All the survey responses showed a common trend of a “moderately mature” level of awareness with regards to the elements of risk management and ERM implementation and integration. Having a formal and standardised risk management or ERM policy is a common practice in both private and public UAE institutions. However, the above statistical results show that the basis and level of implementation and integration may vary depending on the years of application, type of institution, and the sourcing elements included in the framework itself. For example, 74.5% of the responses in public universities (n= 35) showed an awareness of the existence of all traditional and non-traditional elements of implementation in their ERM policy, while 56.6% of the responses in private universities (n= 30) showed the same awareness of the existence of all traditional and non-traditional elements of implementation in their ERM policy.
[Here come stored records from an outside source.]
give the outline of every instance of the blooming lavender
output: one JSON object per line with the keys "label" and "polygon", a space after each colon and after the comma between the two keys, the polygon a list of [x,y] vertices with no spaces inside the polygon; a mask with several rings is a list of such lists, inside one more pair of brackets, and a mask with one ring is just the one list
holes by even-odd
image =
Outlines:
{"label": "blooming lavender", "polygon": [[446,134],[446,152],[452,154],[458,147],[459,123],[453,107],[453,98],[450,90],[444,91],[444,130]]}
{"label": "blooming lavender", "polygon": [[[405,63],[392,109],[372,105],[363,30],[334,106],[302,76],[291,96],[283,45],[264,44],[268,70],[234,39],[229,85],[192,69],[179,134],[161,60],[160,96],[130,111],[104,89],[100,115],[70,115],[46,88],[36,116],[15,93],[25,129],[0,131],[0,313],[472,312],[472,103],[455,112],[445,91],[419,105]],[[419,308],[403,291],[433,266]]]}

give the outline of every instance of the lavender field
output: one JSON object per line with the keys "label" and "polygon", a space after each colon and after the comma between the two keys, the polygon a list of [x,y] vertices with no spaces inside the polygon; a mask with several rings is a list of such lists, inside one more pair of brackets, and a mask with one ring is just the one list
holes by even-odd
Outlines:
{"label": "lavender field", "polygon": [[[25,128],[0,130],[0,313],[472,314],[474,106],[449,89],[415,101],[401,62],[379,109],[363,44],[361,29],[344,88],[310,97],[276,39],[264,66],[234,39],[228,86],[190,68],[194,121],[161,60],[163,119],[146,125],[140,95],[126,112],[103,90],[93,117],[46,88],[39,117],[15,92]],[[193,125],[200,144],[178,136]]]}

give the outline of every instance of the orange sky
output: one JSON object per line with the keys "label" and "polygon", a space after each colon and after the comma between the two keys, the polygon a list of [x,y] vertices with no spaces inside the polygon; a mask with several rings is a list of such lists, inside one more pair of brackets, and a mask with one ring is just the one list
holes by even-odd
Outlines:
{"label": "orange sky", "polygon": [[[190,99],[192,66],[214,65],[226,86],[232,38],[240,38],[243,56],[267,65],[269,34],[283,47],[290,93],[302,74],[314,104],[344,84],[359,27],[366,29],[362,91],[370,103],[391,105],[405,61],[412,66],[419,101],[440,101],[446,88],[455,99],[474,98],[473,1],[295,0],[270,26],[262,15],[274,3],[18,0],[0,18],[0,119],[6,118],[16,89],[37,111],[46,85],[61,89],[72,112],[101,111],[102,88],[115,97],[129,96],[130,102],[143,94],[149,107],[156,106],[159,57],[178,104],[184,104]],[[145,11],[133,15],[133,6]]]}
Other elements of risk management and ERM implementation and integration are also evident in further analysis of the respondents’ answers to the maturity level rating questions presented and analysed in the next section. In terms of how the selected UAE HEIs identify and assess their risk management and ERM implementation and integration processes, a more profound technique was used by the researcher in the next section where the maturity level rating was tested by asking questions especially dedicated to describing, besides adoption, initial versus advanced levels of implementation and integration. Further investigation into the levels of ERM implementation and integration was also conducted in the document analysis and interview phases of the study. The respondents in the interview phase were asked some open-ended questions to examine their awareness of the level of effective implementation of ERM framework and policies, and the themes elicited from them were very much in common with the findings of the quantitative phase.